5 TBS nutritional yeast
Dash of cayenne pepper
Chop the red bell pepper and add to blender or food processor with the juice of one lemon. Blend until smooth. Add the cashews, 1/2 tsp salt, a dash of cayenne pepper and blend again until smooth. Next add nutritional yeast and blend again. Devein the kale, meaning, remove the center stalks. Tear kale into the large pieces as they will shrink when dehydrated. Place in a large bowl and pour marinade over kale. Massage marinade into kale so all of it is well covered. Let sit for about 15 minutes, unless you're in a hurry, in which case, skip this step.
Place the kale on dehydrator trays lined with parchment paper. This recipe does not work in the oven b/c the marinade is too thick. Trust me, I've ruined a few batches.
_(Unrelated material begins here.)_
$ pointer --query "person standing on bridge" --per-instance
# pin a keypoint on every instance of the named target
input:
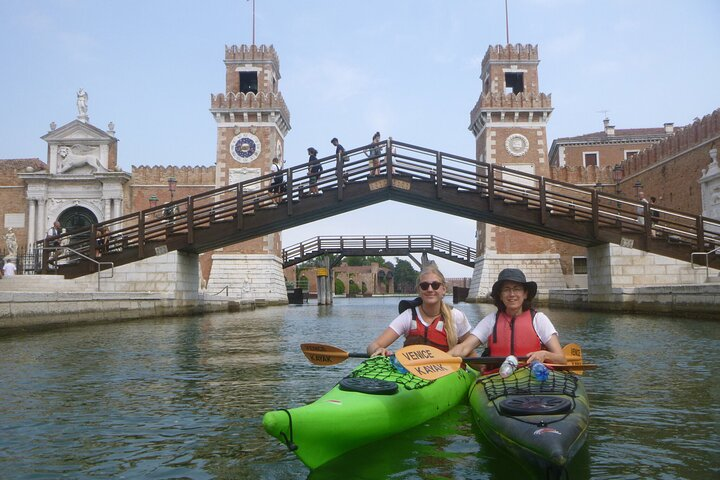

Set dehydrator to 115 degrees F and allow to dry for 8 to 15 hours, until very crispy.
If you are comfortable leaving your oven door open and do not own a dehydrator, you might try setting the oven to lowest setting, leave the door open and dehydrate overnight, rather than trying to bake them, which won't work.
Store in ziplock bags or airtight containers.